We had some dense fog out there this morning, but the drier air working its way into the Midstate helped to disperse that…that drier air is also pushing the slight shower chances farther off to our southeast. No interference from Mother Nature if you have outdoor plans this afternoon or this evening, and you’ll be able to open up the windows for some free air conditioning tonight:
The calm weather won’t last long — scattered showers and thunderstorms will start working their way in from the west on Wednesday. Arrival times for the best chance of storms are still debatable…one of our Futurecast models paints this picture by late Wednesday afternoon:
My best advice for Wednesday is to be flexible regarding any outdoor plans after about 3pm — you might still be okay, but be ready to adjust. I’m really not concerned about severe weather at this point, but we are still in that time of year when any storm that develops could briefly produce gusty winds or large hail. The Storm Prediction Center has included areas to the south of I-40 in a “Marginal Risk” of severe weather (which equates to just a 5% risk of 60mph winds or 1″ hail within 25 miles):
Looking ahead to the Memorial Day weekend, Saturday is looking like the most worry-free day. Sunday and Monday don’t look like washouts, but we’ll have our typical late-spring/early-summer chance of midday and afternoon scattered thunderstorms. Again, the best advice is to be flexible regarding outdoor plans.
Just one weather-related article today, but plenty of other nerdiness…
- The Indian Ocean is getting hot.
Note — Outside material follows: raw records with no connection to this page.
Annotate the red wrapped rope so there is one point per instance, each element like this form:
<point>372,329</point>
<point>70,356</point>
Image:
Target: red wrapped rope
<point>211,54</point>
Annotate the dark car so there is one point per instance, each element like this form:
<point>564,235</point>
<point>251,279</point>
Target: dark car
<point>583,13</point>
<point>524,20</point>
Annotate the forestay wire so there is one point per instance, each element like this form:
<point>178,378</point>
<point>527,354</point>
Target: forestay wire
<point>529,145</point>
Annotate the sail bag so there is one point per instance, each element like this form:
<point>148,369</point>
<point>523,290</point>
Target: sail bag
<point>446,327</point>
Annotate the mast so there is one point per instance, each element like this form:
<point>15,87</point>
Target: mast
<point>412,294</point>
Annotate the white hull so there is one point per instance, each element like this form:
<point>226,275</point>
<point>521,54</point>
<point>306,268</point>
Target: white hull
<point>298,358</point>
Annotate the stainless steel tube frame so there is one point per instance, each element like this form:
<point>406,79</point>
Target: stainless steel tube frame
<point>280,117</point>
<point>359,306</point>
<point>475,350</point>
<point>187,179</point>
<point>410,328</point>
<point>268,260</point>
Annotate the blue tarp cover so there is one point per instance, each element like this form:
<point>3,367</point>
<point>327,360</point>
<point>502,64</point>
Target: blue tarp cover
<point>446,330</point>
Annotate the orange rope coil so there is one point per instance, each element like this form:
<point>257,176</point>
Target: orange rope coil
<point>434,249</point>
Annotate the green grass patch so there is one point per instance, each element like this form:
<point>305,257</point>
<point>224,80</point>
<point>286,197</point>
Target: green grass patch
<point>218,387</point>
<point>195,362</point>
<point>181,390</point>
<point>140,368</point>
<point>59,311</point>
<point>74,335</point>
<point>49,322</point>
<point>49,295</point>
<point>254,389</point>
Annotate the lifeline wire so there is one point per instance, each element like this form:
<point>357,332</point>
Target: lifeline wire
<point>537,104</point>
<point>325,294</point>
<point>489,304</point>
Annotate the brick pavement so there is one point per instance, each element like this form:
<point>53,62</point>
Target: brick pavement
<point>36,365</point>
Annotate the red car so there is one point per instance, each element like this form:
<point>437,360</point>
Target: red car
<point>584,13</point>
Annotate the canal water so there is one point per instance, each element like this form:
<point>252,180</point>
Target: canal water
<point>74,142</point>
Like, really hot.
- Cool space stuff, starting with a quadruple-quasar system that has the mass of 100 billion suns.
- If life ever existed on Mars, how would we know?
- There’s been some social-media chatter about a massive earthquake next week that will be triggered by a “planetary alignment.” Phil Plait does a nice job of debunking that bit of lunacy.
- Speaking of earthquakes, here’s a nice breakdown of why the middle of the country (especially Oklahoma) has seen so many tremors the last few years.
- Yesterday was the 35th anniversary of the eruption of Mount Saint Helens. The most startling statistic to me is that 3.7 billion cubic yards of pure mountain was propelled at over 300 mph. Yikes.
- The next time there’s a natural (or man-made) disaster, emergency-assistance robots will be better-prepared to respond.
- Are you a morning person? A night person? Scientists are unraveling the genetic difference between the two.
- Why do extreme athletes take the risks they do?
- And finally, a brief guide to the wild animals that thrive in urban environments.